The cowboys were profanely contemptuous. "Think of taking all that trouble."

"Rope him, and put a saddle on him and bust him," they called resoundingly.

Mose kept on steadily. At last, when all the other horses had been turned loose, Kintuck, trembling, and with a curious stare in his eyes, again allowed Mose to lay his hand on his nose. He shrank away, but did not wheel. It was sunset, and the horse was not merely bewildered, he was physically tired. The touch of his master's hand over his eyes seemed to subjugate him, to take away his will. When Mose turned to walk away the horse followed him as though drawn by some magnetic force, and the herders looked at each other in amazement. Thereafter he had but to be accustomed to the bridle and saddle, and to be taught the duties of a cow horse. He had come to love his master.

This exploit increased the fame of "Dandy Mose," as the cowboys came to call him, because of the nature of his dress. He was bronzed now, and a very creditable brown mustache added to the maturity of his face. He was gaunt with hard riding, and somber and reticent in manner, so that he seemed to be much older than his years. Before the beef round-up was ended, he could rope a steer fairly well, could cut out or hold the herd as well as the best, and in pistol practice he had no equal.

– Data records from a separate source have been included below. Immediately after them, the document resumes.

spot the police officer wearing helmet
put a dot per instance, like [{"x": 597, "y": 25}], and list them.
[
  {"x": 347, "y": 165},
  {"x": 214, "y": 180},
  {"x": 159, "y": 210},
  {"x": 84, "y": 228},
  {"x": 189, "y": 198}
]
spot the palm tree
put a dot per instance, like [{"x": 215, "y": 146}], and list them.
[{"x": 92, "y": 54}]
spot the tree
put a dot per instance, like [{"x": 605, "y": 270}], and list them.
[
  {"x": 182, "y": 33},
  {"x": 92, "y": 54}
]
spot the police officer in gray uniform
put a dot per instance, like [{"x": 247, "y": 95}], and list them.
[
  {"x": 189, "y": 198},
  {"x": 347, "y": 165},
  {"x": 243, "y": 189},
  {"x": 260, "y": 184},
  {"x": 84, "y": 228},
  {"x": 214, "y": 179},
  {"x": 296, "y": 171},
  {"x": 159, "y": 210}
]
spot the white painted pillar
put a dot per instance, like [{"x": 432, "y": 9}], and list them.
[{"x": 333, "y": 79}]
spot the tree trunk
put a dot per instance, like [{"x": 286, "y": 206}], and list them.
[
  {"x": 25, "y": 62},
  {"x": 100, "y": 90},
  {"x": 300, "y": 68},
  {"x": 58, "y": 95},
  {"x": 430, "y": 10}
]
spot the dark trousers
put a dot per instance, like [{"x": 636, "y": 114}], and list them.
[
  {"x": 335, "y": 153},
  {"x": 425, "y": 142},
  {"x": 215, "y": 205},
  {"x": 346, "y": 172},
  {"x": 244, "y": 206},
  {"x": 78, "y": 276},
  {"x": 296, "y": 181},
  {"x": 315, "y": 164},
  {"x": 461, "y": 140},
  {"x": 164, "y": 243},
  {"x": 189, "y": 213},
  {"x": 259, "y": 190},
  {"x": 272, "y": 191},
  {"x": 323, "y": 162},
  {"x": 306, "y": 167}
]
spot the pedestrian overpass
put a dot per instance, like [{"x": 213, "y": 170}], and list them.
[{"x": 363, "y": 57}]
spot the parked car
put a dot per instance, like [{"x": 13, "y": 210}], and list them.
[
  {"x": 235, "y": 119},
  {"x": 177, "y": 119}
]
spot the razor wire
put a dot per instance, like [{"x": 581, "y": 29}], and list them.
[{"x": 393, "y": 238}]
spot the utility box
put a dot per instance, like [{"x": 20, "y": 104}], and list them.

He was well pleased with himself. He loved the swift riding, the night watches, the voices of wolves, the turmoil of the camp, the rush of the wild wide-horned herd, and the pounding roar of the relay horses as they came flying into camp of a morning. It all suited well with the leaping blood of his heart and the restless vigor of his limbs. He thought of his old home very little--even Mary was receding into the mist of distance.

When the beef herd was ready to be driven to the shipping point, Reynolds asked him if he wished to go. He shook his head. "No, I'll stay here." He did not say so, but he was still a little afraid of being called to account for his actions in Running Bear. He saw the herd move off with regret, for he would have enjoyed the ride exceedingly. He cared little for the town, though he would have liked the opportunity to make some purchases. He returned to the Reynolds ranch to spend the autumn and the winter in such duties as the stock required.

As the great peaks to the west grew whiter and whiter, looming ever larger at dawn, the heart of the boy grew restless. The dark canons allured him, the stream babbled strange stories to him--tales of the rocky spaces from which it came--until the boy dreamed of great white doors that opened on wondrous green parks.

One morning when Cora called the men to breakfast Mose and Jim did not respond. A scrawl from Mose said: "We've gone to the mountains. I'll be back in the spring. Keep my outfit for me, and don't worry."